Mendalami Beleid Baru tentang Pesantren

28 views

Sebelum digantikan Yaqut Cholil Qoumas, Menteri Agama Fahrul Rozi telah meneken tiga Peraturan Menteri Agama (PMA) berkaitan dengan pengaturan pondok pesantren. Bagaimana pengaturan pesantren setelah adanya beleid baru ini?

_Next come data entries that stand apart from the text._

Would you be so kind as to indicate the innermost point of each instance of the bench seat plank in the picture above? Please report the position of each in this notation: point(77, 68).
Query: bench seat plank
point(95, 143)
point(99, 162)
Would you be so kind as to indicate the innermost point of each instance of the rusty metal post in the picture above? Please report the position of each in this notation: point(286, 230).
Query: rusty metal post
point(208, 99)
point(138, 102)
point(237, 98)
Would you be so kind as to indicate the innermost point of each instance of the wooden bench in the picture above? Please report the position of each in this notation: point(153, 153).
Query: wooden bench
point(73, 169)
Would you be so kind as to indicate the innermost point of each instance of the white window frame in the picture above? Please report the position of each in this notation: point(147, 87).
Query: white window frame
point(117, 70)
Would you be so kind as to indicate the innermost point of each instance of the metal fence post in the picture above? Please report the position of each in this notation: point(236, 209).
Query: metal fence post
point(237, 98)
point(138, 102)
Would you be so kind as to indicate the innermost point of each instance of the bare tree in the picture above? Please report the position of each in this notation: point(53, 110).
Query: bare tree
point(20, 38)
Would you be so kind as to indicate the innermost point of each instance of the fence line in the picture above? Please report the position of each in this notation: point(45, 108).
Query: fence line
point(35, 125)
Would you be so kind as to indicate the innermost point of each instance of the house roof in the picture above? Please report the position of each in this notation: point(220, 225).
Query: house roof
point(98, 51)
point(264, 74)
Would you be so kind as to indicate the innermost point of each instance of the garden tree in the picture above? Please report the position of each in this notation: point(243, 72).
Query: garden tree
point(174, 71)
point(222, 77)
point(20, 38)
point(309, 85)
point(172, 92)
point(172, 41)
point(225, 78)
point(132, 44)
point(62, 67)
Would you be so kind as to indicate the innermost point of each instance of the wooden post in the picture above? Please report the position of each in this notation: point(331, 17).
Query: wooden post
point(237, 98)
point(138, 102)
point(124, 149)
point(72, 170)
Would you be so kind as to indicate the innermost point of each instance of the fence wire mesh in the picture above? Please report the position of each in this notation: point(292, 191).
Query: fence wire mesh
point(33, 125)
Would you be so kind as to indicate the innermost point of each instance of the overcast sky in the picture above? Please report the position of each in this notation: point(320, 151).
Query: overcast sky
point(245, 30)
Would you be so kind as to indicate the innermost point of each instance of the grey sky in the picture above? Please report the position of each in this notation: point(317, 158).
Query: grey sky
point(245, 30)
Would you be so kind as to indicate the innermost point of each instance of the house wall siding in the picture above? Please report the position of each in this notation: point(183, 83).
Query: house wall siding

Tiga PMA yang baru diterbitkan Kementerian Agama masing-masing adalah PMA Nomor 30 Tahun 2020 tentang Pendirian dan Penyelenggaraan Pesantren, PMA Nomor 30 Tahun 2020 tentang Pendidikan Pesantren, dan PMA Nomor 30 Tahun 2020 tentang Ma’had Aly. Ketiganya merupakan turunan dari Undang-Undang (UU) Nomor 18 Tahun 2019 tentang Pesantren yang telah disahkan pada 15 Oktober 2019. Dengan ketiga PMA ini, maka UU Pesantren telah memiliki perangkat teknis untuk dilaksanakan.

Advertisements

Jika mendalami seluruh peraturan yang berkaitan dengan pondok pesantren ini, mulai UU hingga PMA, maka akan banyak ditemukan hal-hal yang bersifat afirmatif , norma baru, juga hal-hal yang problematis.

Tapi, apa pun, secara formal negara telah mengakui keberadaan pondok pesantren, yang selama ini cenderung dikelompokkan ke dalam (lembaga) pendidikan nonformal, dengan segala konsekuensinya.

Sekarang kita mulai dari hal-hal afirmatif pada ketiga PMA tersebut. Pertama tentang pengertian pondok pesantren. Baik dalam UU maupun ketiga PMA, pesantren diartikan sebagai lembaga yang berbasis masyarakat yang menanamkan keimanan dan ketakwaan kepada Allah. Namanya bisa pondok pesantren, dayah, surau, meunasah, atau sebutan lain. Sepanjang memenuhi seluruh unsurnya, maka akan dikategorikan ke dalam pesantren.

Namun, masih ada embel-embel dimasukkan sebagai defenisi pesantren, yaitu lembaga yang menyemaikan akhlak mulia serta memegang teguh ajaran Islam rahmatan lil’alamin yang tercermin dari sikap rendah hati, toleran, keseimbangan, moderat, dan nilai luhur bangsa Indonesia lainnya melalui pendidikan, dakwah Islam, keteladanan, dan pemberdayaan masyarakat dalam kerangka Negara Kesatuan Republik Indonesia.

Lalu, siapa yang boleh mendirikan pesantren? Berdasarkan ketentuan baru ini, pesantren bisa didirikan oleh perseorangan, yayasan, organisasi masyarakat Islam, dan/atau masyarakat yang beragama Islam.

Apa yang kemudian disebut pesantren harus memenuhi sedikitnya lima unsur, yaitu (a) Kiai (b) Santri yang bermukim di Pesantren (c) pondok atau asrama, (d) masjid atau musala, dan (e) kajian Kitab Kuning atau Dirasah Islamiah dengan Pola Pendidikan Muallimin.